You hear of writers who complain about getting “hundreds” of rejections. Sometimes that number is “thousands.” I challenge you to consider the possibility that those writers are falling into a sticky trap. They’re thinking if they throw enough at the wall, something will stick. But what good is it to send your YA fantasy idea to an agent who only works with children’s books? Of course, sometimes you can do everything right, but still get rejected. Let’s look at a few reasons why that is the case.

I’m going to talk a lot about what we sometimes do wrong when shopping for an agent, and also how to stay busy while we wait. However, let’s start with why you came here: What are the things we need to do to find a good literary agent to represent our book?

4 Critical Steps to Finding a Literary Agent

1. Research agents, and make a list of the ones that best fit your needs. You can use Query Tracker to find which agents represent your genre, as well as how to contact them, and if they’re even open to new submissions.

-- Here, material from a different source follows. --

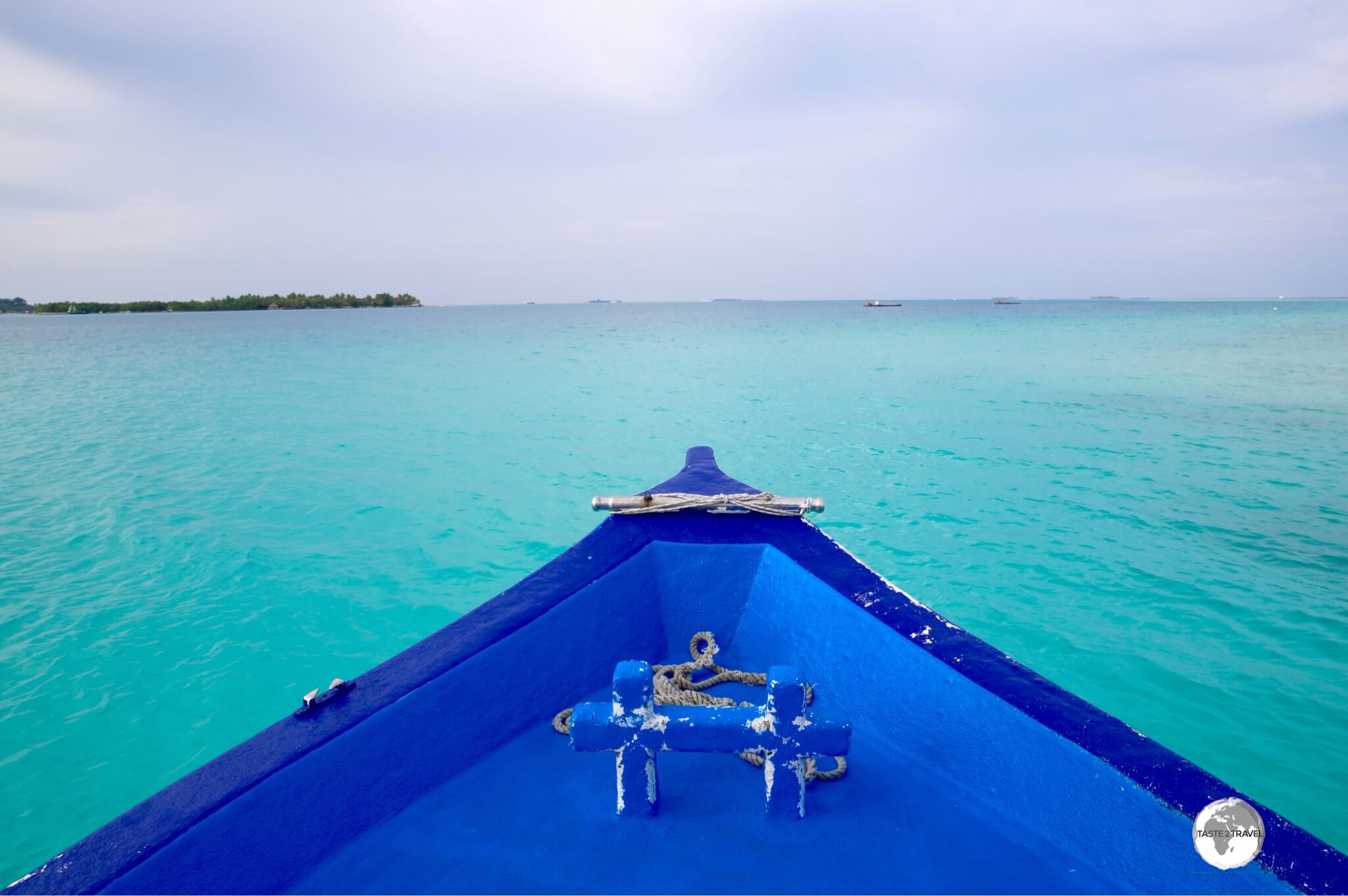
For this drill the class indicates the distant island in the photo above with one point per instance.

2. Perfect your query letter. Check out Writers Digest for a 10 Do’s and Don’ts for Writing a Query Letter. Your query is your introduction to your ideal agent! Do NOT neglect to take it very, very seriously. 

3. Have a killer synopsis at the ready, because some agents request this to accompany the query. I thought I understood how to write a synopsis, but after watching this video, How to Write a Synopsis for Your Novel by Nicola at Harper Collins Australia, I found myself wishing I had known these tips before querying.

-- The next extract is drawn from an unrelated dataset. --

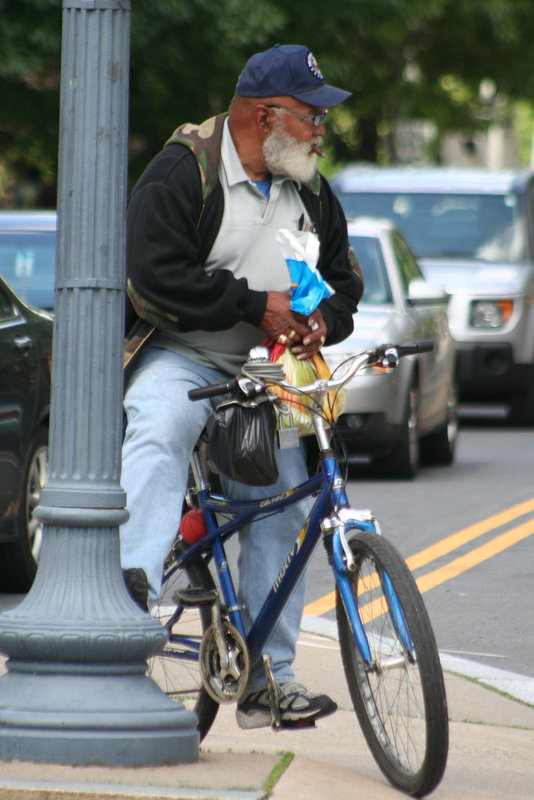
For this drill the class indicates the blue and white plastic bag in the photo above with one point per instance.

4. Don’t jump at the first offer. While you don’t want to be too quick to say no, and run the risk of never landing something better, you also don’t want to sign anything before understanding what the agent is willing to do for you. Is he excited about your book? What is his vision? Are you comfortable talking with him? Does he seem to respect your time, your vision, and you as an individual? Make sure you’re 100% comfortable before signing.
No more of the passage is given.